Knapp 100 Menschen waren dazu in den Oedekovener Ratssaal gekommen. Der Wohnraum sei knapp, und durch die Flüchtlinge werde die Situation noch verschärft, so Schumacher. Ziel des Programms sei es, durch "die Einbindung verschiedener Akteure" möglichst schnell bezahlbaren Wohnraum in Alfter zu schaffen.

Er verwies darauf, dass das Land NRW über die NRW Bank aktuell sehr gute Konditionen biete, wenn man in Gebäude investiere. Weitere Informationen und einen Beschlussvorschlag wolle er zur Sitzung des Haupt- und Finanzausschusses am Dienstag, 17. November, vorlegen.

Darüber hinaus gab Schumacher einen allgemeinen Überblick zur Flüchtlingssituation in Alfter. Nach Angaben der Gemeinde lebten mit Stand vom vergangenen Montag 304 Flüchtlinge in Alfter. Unter ihnen bilden Syrer (66 Personen), Iraker (50 Personen) und Albaner (36 Personen) die größten Gruppen.

"Als Gemeindeverwaltung bewerten wir die Menschen nicht, wir bringen sie unter", sagte Schumacher. Aktuell nutze die Gemeinde 20 Objekte zur Unterbringung der Menschen - eigene und angemietete.
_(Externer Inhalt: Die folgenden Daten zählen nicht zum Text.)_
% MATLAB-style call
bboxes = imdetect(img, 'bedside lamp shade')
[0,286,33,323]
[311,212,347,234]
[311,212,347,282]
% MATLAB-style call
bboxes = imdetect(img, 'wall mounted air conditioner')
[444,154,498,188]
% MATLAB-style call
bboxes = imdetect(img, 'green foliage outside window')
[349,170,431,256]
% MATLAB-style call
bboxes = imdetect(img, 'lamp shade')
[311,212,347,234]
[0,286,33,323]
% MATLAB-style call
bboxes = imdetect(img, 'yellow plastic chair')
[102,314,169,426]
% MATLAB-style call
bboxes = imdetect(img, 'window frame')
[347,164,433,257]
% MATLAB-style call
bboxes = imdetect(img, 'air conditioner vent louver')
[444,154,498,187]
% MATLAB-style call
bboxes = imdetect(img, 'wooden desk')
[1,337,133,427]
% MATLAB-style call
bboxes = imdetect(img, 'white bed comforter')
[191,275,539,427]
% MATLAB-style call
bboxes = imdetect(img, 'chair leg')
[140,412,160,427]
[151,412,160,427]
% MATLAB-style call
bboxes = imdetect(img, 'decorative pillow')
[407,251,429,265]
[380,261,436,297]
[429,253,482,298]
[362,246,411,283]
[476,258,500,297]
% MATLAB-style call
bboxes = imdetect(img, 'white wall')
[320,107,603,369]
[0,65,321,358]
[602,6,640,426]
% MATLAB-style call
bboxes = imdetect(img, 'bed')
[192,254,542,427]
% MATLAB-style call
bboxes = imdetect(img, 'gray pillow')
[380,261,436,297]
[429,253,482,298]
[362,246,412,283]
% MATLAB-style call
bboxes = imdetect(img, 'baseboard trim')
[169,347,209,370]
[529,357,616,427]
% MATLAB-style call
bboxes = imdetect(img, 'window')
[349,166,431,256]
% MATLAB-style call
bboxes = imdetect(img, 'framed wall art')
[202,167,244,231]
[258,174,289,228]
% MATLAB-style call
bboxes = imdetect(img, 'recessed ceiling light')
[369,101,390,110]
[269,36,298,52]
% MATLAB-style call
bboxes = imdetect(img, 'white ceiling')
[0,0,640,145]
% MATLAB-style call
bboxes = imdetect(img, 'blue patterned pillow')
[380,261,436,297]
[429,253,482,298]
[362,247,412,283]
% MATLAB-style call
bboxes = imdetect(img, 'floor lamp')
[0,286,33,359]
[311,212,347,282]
In diesem Zusammenhang wiederholte Schumacher seinen Anspruch, nicht auf Turn- oder Mehrzweckhallen zurückgreifen zu müssen.

Die Gemeinde tue alles, um die Hallen frei zu halten. In ihnen spiele sich das Leben von Vereinen, Schulen und Kitas ab, befand er. Wenn die Entwicklung der Flüchtlingszahlen aber so weitergehe, werde man die Nutzung von Hallen irgendwann nicht mehr verhindern können, fügte er allerdings hinzu.

Viele Fragen sind noch zu beantworten

Das Alfterer Schloss solle, wie berichtet, als Notunterkunft für maximal 150 Personen dienen, erläuterte Schumacher den Anwesenden weiter. "Die Menschen bleiben nur kurz dort", sagte er. Sie würden registriert, medizinisch untersucht und nach kurzer Zeit in reguläre Unterkünfte im ganzen Land gebracht.

Vor allem zur Notunterkunft hatten die Besucher der Veranstaltung Fragen. Unter anderem zum beauftragten Wachdienst. "Dieser muss zertifiziert sein", sagte Schumacher. Sonst würde man dafür kein Geld von der Bezirksregierung bekommen. "Der Wachdienst ist dazu da, um das Haus zu bewachen und dafür zu sorgen, dass in der Unterkunft Ordnung herrscht."

Eine Frau erkundigte sich nach dem Denkmalschutz des Schlosses. "Dieser wird eingehalten", versicherte der Bürgermeister. Überdies würden bestimmte Bereiche im Gebäude mit Holzplatten gesichert. "Bei aller Willkommenskultur", merkte eine andere Frau an: "Was kann die Gemeinde hinsichtlich der Abschiebung von nicht anerkannten Flüchtlingen tun?" Schumacher: "Hier kann die Gemeinde nichts tun." Das liege in der Kompetenz des Landes.

Auf die Frage, wie man den Menschen in der Notunterkunft helfen könne, erläuterte Schumacher unter anderem, dass zunächst vor allem Sachspenden benötigt würden. Daher rufe die Gemeinde auch dazu auf, Bettwäsche, Bettlaken, Handtücher, Decken und Koffer zu spenden. Abgegeben werden könnten die Sachen im Sozialamt im Rathaus.

Selbstredend würde auch weiterhin Wohnraum gesucht. Auch gab Schumacher den Besuchern einen Gedanken mit auf den Weg. "Suchen Sie Kontakt zu den Menschen. Sie werden erleben, dass Sie eine unglaublich freundliche Rückmeldung bekommen."